Witnesses at a hearing before the U.S. House of Agriculture Committee today proposed that digital assets require an agile regulatory approach because of their fluidity.
Witnesses before the U.S. House of Agriculture Committee at a public hearing July 18 were unanimous in their view that digital assets complicate the hard and fast distinctions of existing regulatory frameworks.
The hearing was chaired by Texas U.S. Representative Michael Conaway, who convened six eminent witnesses to give testimony — former Goldman Sachs partner and U.S. government regulator Gary Gensler, Andreessen Horowitz managing partner Scott Kupor, the CFTC’s Daniel Gorfine, law professor Joshua Fairfield, Clovyr CEO Amber Baldet, and Perkins Coie managing partner Lowell Ness.
A key takeaway from the hearing was that a given digital asset may shift its regulatory status as it transitions from one context to another, given the fluidity of the crypto ecosystem.
Both Gensler and Fairfield argued that when a digital token is marketed at a “pre-functional” moment in its development — i.e. during an Initial Coin Offering (ICO) — then the sale is judged an investment contract and thus a security to be regulated by the Securities and Exchange Commission (SEC)
Critically, however, crypto tokens may cease to be securities once they become used in a decentralized network as a utility token as, for example, in the case of Ethereum (ETH). This means that a digital asset may at one point be an SEC-regulated security, only to later become a commodity of relevance to the Commodity Futures Trading Commission (CFTC).
As Gorfine outlined, the CFTC does not generally exercise direct oversight of the underlying commodity markets themselves, but rather regulates derivatives such as the futures or swaps markets.
Gensler proposed that state of the “underlying cash-crypto markets” is presently “at best a wild west,” and that the CFTC potentially requires more authority and resources to deal with the challenge. The SEC, for its part, could need 2-4 years to address the “thousands” of “noncompliant” actors in the ICO space, he said.

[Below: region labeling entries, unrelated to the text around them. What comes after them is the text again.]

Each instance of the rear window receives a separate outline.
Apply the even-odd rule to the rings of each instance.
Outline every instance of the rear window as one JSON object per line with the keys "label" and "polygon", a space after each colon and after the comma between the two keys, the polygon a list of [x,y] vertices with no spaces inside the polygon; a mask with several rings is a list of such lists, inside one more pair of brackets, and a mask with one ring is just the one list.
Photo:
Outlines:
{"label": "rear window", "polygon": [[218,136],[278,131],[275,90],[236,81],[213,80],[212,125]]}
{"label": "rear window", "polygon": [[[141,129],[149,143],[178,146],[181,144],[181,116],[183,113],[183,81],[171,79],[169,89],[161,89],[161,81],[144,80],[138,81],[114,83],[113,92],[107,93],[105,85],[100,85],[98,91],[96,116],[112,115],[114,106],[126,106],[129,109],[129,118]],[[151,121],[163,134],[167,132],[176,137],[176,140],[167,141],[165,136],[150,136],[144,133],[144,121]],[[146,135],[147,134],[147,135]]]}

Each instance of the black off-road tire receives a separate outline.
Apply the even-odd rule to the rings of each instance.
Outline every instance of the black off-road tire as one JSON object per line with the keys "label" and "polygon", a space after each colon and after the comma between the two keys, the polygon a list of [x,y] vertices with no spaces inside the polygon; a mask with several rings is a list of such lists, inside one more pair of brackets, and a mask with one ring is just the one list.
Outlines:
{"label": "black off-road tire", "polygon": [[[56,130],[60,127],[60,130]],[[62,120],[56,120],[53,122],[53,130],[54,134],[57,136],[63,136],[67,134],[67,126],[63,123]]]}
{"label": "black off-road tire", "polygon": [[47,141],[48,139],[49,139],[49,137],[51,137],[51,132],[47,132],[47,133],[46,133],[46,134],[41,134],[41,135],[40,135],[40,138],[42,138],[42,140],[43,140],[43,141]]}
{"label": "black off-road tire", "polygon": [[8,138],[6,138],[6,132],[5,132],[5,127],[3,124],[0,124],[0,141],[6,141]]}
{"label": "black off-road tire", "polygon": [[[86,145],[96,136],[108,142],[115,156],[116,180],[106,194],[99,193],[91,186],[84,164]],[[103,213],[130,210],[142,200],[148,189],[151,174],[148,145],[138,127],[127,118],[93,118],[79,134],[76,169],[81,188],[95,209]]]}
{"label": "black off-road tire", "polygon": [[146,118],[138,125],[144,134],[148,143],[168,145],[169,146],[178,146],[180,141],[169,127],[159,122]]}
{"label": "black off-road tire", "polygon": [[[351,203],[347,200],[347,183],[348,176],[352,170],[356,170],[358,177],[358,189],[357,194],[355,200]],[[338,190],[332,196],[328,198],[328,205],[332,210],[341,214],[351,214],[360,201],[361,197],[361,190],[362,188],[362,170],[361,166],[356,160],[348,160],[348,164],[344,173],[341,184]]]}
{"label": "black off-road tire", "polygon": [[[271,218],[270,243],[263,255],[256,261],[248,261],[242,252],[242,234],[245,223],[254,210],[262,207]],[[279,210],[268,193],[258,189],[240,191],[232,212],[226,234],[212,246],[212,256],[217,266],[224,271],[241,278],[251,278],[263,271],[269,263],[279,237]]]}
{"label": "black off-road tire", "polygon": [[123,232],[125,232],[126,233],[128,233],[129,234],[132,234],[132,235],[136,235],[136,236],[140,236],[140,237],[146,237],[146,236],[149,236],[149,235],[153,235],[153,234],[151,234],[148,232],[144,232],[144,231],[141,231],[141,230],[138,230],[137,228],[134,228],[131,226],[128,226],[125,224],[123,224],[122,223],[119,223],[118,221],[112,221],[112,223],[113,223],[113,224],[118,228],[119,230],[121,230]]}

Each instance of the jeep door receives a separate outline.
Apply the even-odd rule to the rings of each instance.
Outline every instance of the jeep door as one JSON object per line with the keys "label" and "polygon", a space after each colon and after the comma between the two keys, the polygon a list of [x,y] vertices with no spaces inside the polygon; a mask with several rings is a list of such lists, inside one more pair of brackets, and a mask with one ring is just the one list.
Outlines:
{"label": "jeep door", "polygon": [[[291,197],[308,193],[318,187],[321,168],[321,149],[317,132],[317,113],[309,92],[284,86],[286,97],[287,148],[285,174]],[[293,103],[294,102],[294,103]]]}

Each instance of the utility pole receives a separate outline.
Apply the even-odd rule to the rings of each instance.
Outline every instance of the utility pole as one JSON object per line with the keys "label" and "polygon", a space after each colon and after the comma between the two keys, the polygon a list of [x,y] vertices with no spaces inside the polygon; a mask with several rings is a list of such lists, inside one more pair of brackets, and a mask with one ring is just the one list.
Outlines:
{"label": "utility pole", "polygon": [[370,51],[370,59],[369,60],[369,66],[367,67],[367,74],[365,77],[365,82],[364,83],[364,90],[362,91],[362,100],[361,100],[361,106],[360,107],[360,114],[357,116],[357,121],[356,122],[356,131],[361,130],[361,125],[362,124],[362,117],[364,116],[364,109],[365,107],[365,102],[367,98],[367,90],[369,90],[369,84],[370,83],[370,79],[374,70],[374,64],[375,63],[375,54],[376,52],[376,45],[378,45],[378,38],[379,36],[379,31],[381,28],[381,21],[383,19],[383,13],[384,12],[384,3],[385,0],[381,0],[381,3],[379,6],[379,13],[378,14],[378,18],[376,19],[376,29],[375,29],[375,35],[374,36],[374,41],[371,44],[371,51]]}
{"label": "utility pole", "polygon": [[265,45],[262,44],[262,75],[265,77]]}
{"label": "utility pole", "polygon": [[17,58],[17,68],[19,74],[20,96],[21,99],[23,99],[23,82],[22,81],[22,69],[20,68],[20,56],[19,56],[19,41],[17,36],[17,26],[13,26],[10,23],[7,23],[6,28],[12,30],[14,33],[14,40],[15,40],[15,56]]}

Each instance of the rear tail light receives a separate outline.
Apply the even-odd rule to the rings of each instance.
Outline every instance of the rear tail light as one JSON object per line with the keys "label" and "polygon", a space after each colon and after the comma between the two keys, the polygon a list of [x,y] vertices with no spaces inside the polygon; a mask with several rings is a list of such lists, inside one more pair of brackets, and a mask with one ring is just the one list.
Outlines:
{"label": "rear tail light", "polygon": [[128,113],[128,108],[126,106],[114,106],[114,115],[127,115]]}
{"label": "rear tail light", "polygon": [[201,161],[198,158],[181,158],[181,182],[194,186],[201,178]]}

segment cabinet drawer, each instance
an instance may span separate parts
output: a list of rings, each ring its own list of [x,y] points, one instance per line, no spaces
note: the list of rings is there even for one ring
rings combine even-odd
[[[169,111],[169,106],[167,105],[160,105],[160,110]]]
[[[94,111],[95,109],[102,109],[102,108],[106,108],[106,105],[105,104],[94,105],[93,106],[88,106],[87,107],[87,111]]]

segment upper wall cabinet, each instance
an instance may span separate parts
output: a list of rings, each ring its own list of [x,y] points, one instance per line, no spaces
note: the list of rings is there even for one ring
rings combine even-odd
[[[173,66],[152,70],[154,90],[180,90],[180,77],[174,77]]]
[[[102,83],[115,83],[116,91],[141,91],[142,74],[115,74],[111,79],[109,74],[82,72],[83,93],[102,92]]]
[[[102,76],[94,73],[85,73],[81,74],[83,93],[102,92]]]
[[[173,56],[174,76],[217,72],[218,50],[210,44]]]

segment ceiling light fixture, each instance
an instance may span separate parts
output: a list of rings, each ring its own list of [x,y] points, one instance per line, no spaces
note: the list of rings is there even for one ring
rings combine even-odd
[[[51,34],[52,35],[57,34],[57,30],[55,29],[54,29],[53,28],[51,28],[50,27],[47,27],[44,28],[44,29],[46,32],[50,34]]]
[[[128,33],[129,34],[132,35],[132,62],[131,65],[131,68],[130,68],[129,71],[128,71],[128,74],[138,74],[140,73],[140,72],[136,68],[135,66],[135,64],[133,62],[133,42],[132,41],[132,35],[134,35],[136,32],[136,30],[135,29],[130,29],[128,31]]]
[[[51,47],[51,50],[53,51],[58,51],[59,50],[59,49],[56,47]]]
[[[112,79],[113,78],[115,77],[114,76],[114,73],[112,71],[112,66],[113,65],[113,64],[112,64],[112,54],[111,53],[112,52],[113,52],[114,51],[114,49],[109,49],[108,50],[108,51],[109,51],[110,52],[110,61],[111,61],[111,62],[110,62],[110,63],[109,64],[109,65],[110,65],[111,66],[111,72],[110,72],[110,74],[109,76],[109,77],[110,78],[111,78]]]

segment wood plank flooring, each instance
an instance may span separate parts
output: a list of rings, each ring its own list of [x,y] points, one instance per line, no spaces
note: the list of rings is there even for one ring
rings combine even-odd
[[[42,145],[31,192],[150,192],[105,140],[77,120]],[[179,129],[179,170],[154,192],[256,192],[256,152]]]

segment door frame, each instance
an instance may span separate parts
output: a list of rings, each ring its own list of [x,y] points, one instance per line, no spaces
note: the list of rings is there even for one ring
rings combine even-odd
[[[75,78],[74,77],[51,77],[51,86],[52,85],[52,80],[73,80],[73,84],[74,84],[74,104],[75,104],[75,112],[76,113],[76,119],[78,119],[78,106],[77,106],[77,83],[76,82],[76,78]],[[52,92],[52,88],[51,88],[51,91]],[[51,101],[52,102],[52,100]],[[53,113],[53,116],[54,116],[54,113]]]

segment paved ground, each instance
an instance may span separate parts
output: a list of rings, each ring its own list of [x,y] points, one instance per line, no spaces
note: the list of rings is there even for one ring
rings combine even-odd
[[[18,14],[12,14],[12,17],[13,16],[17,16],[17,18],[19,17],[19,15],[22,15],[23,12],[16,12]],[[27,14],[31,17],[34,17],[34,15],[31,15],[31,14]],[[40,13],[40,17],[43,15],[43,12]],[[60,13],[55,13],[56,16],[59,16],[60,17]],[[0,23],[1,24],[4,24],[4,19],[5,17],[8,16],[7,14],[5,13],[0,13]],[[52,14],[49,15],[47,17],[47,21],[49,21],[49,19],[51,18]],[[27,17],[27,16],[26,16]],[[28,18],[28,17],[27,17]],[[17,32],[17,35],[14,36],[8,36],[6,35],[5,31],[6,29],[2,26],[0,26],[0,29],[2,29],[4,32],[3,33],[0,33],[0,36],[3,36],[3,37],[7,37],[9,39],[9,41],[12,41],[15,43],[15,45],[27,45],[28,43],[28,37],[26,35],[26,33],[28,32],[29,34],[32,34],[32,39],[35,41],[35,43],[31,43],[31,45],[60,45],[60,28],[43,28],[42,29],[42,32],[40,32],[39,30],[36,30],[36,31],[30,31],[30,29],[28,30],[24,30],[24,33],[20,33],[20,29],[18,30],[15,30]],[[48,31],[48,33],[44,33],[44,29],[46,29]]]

Ness warned that over-aggressively extending securities classifications could seriously impede the crypto space, which has evolved precisely to create a network that allows for “value transfer at the speed of software.”
The SEC notably requires that the beneficial ownership of an asset can be determined at any given time, something that Gensler said was not yet technologically feasible to achieve in a frictionless way in the crypto space.
In response to committee members’ concerns that crypto can be used for illicit activities, Kupor suggested that “Bitcoin is law enforcement’s best friend,” given that pseudonymous transactions can ultimately be traced using intelligence tools that analyze traffic on the blockchain.
Ness quipped that “the alleged Russian hackers were caught because they used Bitcoin,” in reference to the recent indictment that charged twelve Russian nationals with using crypto to fuel their efforts to “interfere” in the 2016 U.S. presidential elections.
In mid-May, a U.S. House Subcommittee hearing on blockchain in supply chains concluded that the technology has a variety of applications, even without industry-wide standards.